Arts & Events

Garrick Ohlsson in an All-Brahms Recital

Reviewed by James Roy MacBean
Saturday March 30, 2019 - 02:19:00 PM

I always enjoy hearing pianist Garrick Ohlsson, and it doesn’t matter much what music he plays. However, when it comes to piano music by Johannes Brahms I can’t say my enjoyment is anywhere near its peak. Not counting the two piano concertos, Brahms’ writing for piano almost invariably strikes me as learned, perhaps erudite, but rarely thrilling. This was the case in the all-Brahms recital performed, albeit quite brilliantly, by Garrick Ohlsson on Thursday, March 28 at Herbst Theatre.  

Ohlsson opened the program with the youthful Sonata No. 2 in F-sharp minor, Opus 2 by Brahms. For his first works to be published, Brahms chose the two piano sonatas, Opus 2, written when he was a few months short of 20 years old. In the F-sharp minor sonata, we encounter the work of an ambitious young composer trying his best to come on strong. This sonata is extremely dramatic from the outset, as Brahms hammers away with octaves and dense chords. Here is the Brahms who was dubbed “the young, heaven-storming Johannes.” He seems to be trying to outdo Beethoven at Beethoven’s own game. To me, however, it reeks of an academic attempt at emulation. One may credit Brahms for aiming high, but for me this youthful Brahms sonata never caught fire. No matter how much I admired Garrick Ohlsson’s technical virtuosity and rigorous musicianship, the writing itself never caught my imagination. 

Interestingly, what for me was the highlight of the concert was the second of Six Piano Pieces (Klavierstucke), Opus 118, composed by Brahms in his late years (1892-3). The Intermezzo in A Major was a simple, lilting lullaby. There was no effort here to show off erudition or arcane musical structures. Here Brahms relied solely on a lovely melody, and he brought it off beautifully. As did Garrick Ohlsson. The following Ballade in G minor, however, took us back to the thundering Brahms of his youthful compositions. Here, too, one had to admire Garrick Ohlsson’s masterful handling of stormy, difficult music; but I can’t say I found this piece enjoyable, much less thrilling. Likewise for the following three works that rounded out the Six Piano Pieces, Opus 118.  

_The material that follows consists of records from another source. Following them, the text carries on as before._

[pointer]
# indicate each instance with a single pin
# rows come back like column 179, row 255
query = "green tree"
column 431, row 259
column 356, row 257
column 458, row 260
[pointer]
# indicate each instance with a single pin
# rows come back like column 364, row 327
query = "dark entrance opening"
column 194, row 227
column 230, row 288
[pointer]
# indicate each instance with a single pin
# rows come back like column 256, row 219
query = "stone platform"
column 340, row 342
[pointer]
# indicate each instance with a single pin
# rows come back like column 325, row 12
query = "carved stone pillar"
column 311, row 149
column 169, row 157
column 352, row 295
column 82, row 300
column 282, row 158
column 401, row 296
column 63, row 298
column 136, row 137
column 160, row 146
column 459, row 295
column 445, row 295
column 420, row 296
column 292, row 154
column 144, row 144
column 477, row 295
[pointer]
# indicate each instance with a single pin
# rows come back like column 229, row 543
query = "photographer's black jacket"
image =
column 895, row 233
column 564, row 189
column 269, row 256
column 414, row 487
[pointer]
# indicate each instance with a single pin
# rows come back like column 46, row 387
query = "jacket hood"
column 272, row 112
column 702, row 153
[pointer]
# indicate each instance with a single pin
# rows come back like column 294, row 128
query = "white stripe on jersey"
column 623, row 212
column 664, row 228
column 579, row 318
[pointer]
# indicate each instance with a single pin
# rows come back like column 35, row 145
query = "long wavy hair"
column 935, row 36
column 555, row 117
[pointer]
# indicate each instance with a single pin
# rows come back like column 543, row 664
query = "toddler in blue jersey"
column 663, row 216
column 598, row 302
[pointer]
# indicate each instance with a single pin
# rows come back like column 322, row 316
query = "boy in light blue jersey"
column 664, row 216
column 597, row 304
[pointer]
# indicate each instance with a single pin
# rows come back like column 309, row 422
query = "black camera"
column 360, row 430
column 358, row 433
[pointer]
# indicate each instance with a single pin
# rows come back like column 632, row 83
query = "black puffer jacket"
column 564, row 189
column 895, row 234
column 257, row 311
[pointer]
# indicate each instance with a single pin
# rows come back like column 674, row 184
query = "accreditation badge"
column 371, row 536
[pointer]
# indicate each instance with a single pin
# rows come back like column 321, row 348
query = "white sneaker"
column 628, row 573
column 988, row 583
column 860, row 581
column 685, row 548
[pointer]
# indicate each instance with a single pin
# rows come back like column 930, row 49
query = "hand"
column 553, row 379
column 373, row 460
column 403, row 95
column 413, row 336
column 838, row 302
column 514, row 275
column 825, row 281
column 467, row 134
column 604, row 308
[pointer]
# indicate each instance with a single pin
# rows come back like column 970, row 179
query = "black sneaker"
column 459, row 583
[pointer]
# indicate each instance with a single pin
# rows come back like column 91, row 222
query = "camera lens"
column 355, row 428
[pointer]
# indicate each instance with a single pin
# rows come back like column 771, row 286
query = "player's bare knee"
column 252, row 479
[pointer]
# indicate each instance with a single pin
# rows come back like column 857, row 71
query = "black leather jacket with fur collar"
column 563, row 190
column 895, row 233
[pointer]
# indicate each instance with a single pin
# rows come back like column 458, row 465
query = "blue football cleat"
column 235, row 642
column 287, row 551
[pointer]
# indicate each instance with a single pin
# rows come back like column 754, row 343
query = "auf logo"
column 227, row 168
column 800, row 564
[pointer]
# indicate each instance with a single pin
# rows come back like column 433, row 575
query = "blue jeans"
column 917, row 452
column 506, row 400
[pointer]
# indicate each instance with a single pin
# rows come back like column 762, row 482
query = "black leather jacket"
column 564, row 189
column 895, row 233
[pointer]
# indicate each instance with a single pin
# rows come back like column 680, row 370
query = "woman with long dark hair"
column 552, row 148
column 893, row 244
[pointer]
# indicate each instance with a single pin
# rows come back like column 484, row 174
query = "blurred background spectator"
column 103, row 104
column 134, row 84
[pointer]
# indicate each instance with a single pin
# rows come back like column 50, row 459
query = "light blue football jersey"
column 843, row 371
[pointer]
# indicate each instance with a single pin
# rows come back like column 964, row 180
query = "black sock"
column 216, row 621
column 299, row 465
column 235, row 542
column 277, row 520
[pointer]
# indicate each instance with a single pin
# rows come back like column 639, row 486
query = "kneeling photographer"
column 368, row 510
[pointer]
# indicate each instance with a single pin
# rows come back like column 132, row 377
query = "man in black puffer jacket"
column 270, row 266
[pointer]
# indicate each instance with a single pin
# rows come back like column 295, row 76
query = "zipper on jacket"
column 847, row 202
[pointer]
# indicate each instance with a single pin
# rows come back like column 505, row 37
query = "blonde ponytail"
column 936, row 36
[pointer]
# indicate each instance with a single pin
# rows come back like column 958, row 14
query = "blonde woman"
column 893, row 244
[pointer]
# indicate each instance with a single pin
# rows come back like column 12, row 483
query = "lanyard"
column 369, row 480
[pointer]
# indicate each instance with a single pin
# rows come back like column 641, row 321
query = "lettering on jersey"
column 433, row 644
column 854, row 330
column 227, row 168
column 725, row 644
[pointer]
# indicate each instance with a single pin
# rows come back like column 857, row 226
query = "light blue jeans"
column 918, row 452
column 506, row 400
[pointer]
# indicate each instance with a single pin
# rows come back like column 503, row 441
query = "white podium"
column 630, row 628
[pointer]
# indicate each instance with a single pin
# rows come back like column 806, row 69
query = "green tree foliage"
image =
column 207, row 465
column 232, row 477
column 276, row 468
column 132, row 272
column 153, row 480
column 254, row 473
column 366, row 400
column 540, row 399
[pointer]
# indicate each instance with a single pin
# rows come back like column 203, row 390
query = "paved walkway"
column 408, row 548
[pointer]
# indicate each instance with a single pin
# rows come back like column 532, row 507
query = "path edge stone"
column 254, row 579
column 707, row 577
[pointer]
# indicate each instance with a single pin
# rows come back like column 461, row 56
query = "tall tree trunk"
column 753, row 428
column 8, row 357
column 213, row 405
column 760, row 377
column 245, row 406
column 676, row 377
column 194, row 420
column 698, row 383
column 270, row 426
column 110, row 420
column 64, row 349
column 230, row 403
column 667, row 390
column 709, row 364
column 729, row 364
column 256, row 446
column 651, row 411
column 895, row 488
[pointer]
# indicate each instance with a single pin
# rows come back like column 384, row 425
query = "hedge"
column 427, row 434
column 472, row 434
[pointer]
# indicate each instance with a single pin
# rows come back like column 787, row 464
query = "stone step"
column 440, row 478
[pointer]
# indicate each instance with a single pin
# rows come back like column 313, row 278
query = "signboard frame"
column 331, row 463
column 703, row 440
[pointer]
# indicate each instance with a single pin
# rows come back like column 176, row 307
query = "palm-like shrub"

After intermission, Garrick Ohlsson performed another late work, Three Intermezzi, Opus 117, composed in 1892. Brahms himself called these pieces “Lullabies of my pain.” The first Intermezzo is in fact a lullaby, but it is a strangely sad lullaby. It is as if this lullaby was written to put one to sleep in order to withdraw from life’s troubles! The second Intermezzo is austere, bleak, and wistful. This is autumnal music in every sense of the term. The third and final Intermezzo is almost a funeral march. In all, these Three Intermezzi, Opus 117, struck me as perfect music to accompany Samuel Beckett’s play Endgame (Fin de Partie). Although beautifully performed by Garrick Ohlsson, this is hardly endearing music, much less enthralling.  

The final work on the program was a youthful piece by Brahms, Variations and Fugue in B-flat Major on a Theme by Handel, Opus 24. Written in 1861 when the composer was 28 years old, this set of variations is, once again, erudite but hardly enthralling. Set beside the jaw-dropping intellectual rigor of Bach’s Goldberg Variations or of Beethoven’s Diabelli Variations, these Brahms Variations pale in comparison. They are academic in the extreme, and though mildly entertaining and requiring considerable technical virtuosity from the pianist – expertly performed here by Garrick Ohlsson -- they just don’t grip the listener.  

I must say, however, that the Herbst Theatre audience gave Garrick Ohlsson thunderous applause when he completed the fugue that concludes these Variations on a Theme by Handel. To me, Ohlsson was more impressive than Brahms. Oh, and by the way, the encore Ohlsson played was, thankfully, not by Brahms. It was Chopin’s beautiful Nocturne in E-flat Major, Op. 9, No. 2. Now this was enthralling music!